Optional task parameters:

Parameter Value Default Description
examineBam.memory Int 24 Memory allocated for this job
examineBam.timeout Int 12 Time in hours before task timeout
examineBam.modules String "samtools/1.16.1" Required environment modules
nameCheck.modules String "samtools/1.16.1" Required environment modules
nameCheck.memory Int 24 Memory allocated for this job
nameCheck.timeout Int 12 Time in hours before task timeout
unsortBam.memory Int 24 Memory allocated for this job
unsortBam.timeout Int 12 Time in hours before task timeout
unsortBam.modules String "samtools/1.16.1" Required environment modules
backExtractByRG.modules String "picard/2.21.2" Required environment modules
backExtractByRG.memory Int 24 Memory allocated for this job
backExtractByRG.timeout Int 96 Time in hours before task timeout
haveCustomDirRename.modules String "" Required environment modules
haveCustomDirRename.memory Int 24 Memory allocated for this job
haveCustomDirRename.timeout Int 12 Time in hours before task timeout
haveCustomDirReview.modules String "fastqc/0.11.9" Required environment modules
haveCustomDirReview.memory Int 24 Memory allocated for this job
haveCustomDirReview.timeout Int 12 Time in hours before task timeout
copyOutFastq.memory Int 24 Memory allocated for this job
copyOutFastq.timeout Int 12 Time in hours before task timeout
composeLog.memory Int 4 Memory allocated for this job
composeLog.timeout Int 2 Time in hours before task timeout
noCustomDirRename.modules String "" Required environment modules
noCustomDirRename.memory Int 24 Memory allocated for this job
noCustomDirRename.timeout Int 12 Time in hours before task timeout
noCustomDirReview.modules String "fastqc/0.11.9" Required environment modules
noCustomDirReview.memory Int 24 Memory allocated for this job
noCustomDirReview.timeout Int 12 Time in hours before task timeout
summarize.memory Int 24 Memory allocated for this job
summarize.timeout Int 12 Time in hours before task timeout

Outputs

Output Type Description Labels
bamFileFlagstat File A TXT file containing flag information about the BAM file vidarr_label: bamFileFlagstat
fastqc Array[File]? An optional array of FastQC report files vidarr_label: fastqc
fastqs Array[File]? An optional array of fastq.gz files vidarr_label: fastqs
summary File Summary file generated by processing fastQC and samstat report data vidarr_label: summary
copyLog File? log file from copy out task, provisioned if a custom output dir requested vidarr_label: copyLog

Commands

This section lists command(s) run by bamToFastq workflow

  • Running bamToFastq

Given aligned reads in bam format, this workflow will backextract to generate fastq files based on the readgroups. By default, the files are named based on the readgroup IDs, but a custom naming scheme based on other readgroup fields can be provided. This takes the form of mixing text with {FD} symbols, where FD is a readgroup FD (SM, PU, etc)

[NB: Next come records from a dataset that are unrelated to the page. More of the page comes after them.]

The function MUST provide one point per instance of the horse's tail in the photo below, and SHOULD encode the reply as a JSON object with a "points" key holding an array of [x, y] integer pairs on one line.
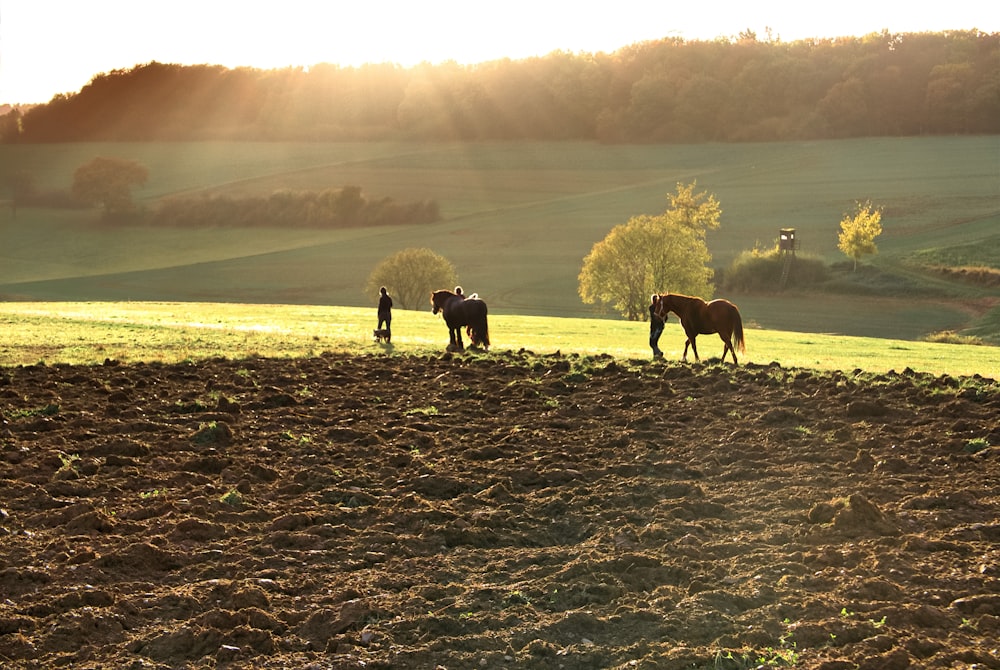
{"points": [[738, 332], [482, 329]]}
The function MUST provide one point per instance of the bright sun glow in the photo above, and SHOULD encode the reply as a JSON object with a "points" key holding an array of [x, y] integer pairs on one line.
{"points": [[57, 46]]}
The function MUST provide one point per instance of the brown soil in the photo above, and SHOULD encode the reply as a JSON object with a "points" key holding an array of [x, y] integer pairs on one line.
{"points": [[496, 511]]}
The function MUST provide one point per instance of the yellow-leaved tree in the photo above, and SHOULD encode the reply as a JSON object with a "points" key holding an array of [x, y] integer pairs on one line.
{"points": [[653, 254], [858, 232]]}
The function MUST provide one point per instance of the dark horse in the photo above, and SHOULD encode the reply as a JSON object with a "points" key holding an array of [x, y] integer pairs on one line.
{"points": [[460, 311], [701, 318]]}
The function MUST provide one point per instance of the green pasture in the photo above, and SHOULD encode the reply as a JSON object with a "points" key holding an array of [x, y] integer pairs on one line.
{"points": [[520, 217], [90, 333]]}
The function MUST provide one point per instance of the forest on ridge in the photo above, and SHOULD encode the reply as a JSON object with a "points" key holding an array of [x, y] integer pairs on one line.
{"points": [[669, 90]]}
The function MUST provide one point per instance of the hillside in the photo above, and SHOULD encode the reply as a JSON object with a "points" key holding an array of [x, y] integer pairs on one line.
{"points": [[519, 217]]}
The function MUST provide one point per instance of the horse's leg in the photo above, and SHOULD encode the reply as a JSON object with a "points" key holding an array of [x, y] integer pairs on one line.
{"points": [[694, 348]]}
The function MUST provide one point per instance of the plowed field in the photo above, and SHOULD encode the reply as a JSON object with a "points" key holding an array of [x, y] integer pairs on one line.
{"points": [[496, 511]]}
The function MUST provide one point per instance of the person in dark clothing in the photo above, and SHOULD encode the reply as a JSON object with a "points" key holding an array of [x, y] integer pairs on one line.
{"points": [[655, 327], [385, 312]]}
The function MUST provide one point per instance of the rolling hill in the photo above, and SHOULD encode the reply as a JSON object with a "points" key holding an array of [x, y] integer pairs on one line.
{"points": [[518, 218]]}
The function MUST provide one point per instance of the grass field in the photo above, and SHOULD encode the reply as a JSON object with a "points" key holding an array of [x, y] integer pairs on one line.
{"points": [[90, 333], [520, 217]]}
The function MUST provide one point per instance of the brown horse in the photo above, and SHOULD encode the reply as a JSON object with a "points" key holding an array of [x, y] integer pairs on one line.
{"points": [[702, 318]]}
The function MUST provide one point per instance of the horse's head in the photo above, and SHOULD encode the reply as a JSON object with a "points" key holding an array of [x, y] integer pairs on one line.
{"points": [[439, 298], [662, 305]]}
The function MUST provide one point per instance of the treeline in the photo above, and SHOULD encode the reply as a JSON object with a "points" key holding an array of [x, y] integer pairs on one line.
{"points": [[331, 208], [669, 90]]}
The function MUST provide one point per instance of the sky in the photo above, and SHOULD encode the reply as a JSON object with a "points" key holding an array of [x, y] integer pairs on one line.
{"points": [[57, 46]]}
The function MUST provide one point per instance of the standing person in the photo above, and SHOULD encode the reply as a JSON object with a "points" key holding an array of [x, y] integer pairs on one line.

Un-sort bam (sort by read name)

     samtools sort --threads 8 -n ~{bamFileToSort} -O bam -o unsorted.bam

Examine Bam: collect stats with samtools

This runs samtools, collecting read group data and stats

     set -euo pipefail
     samtools view -H ~{bamFile} | grep -G "^@RG" > readgroups.tsv
     samtools stats --threads 8 ~{bamFile} > ~{prefix}.samstats.txt

nameCheck: ensure we do not have collision among output files

Use read groups from the input bam file and naming schema so that the names for the outputs are unique.

         
         samtools view -H ~{bamFile} | grep -G "^@RG" > readgroups.tsv
         python3<<CODE
 
         import difflib
         import re
         with open(r"readgroups.tsv",'r') as rg_data:
             rg = rg_data.read()
        
         fileNaming = "~{fileNaming}"
         
         def validate(valid="true"):
             isValid = open("isValid.txt", 'w')
             isValid.write(valid)
             isValid.close()
         
         validate()
 
             # Check No. 1:
             # Comparing RG tags from readgroups file and fileNaming
             # Exits if a tag is missing
 
         inputs = re.findall(r"[^{\}]+(?=})", fileNaming)
         tags = list(set(re.findall(r"[^\t:]+(?=:)", rg)))
 
         if all(i in tags for i in inputs) == False:  
             print("FAILED: Missing input tag")
             d = difflib.Differ()
             diff = d.compare(tags, inputs)
             errorMessage = '\n'.join(diff)
             validate("false")
             raise ValueError("Input tag does not exist:" + '\n' + errorMessage)
 
             # Check No. 2:
             # Predicting modified file name:
             # Exits if non-unique names are created
 
         rgArray = []
         dictArray = []
 
         for line in rg.splitlines():
             data = line[1:].split()
             rgArray.append(data)
 
         for row in rgArray:
             del row[0]
             for i in range(len(row)):
                 k = row[i].split(":")
                 row[i] = k
             dictArray.append({row[i][0]: row[i][1] for i in range(len(row))})
 
         fastqNames = []
         rgData = {}
 
         for j in range(len(dictArray)):
             idData = []
             for readNum in [1, 2]:
                 newName = fileNaming.format_map(dictArray[j])
                 predictedFileName = f"{newName}_{readNum}.fastq.gz"
                 if predictedFileName in fastqNames:
                     validate("false")
                     raise ValueError("File name results in non-unique names")
                 else:
                     fastqNames.append(predictedFileName)
                     idData.append(predictedFileName)
             rgData[dictArray[j]["ID"]]=idData
 
         print(rgData)
         
         CODE
 

Backextract fastq files from bam file per readgroup.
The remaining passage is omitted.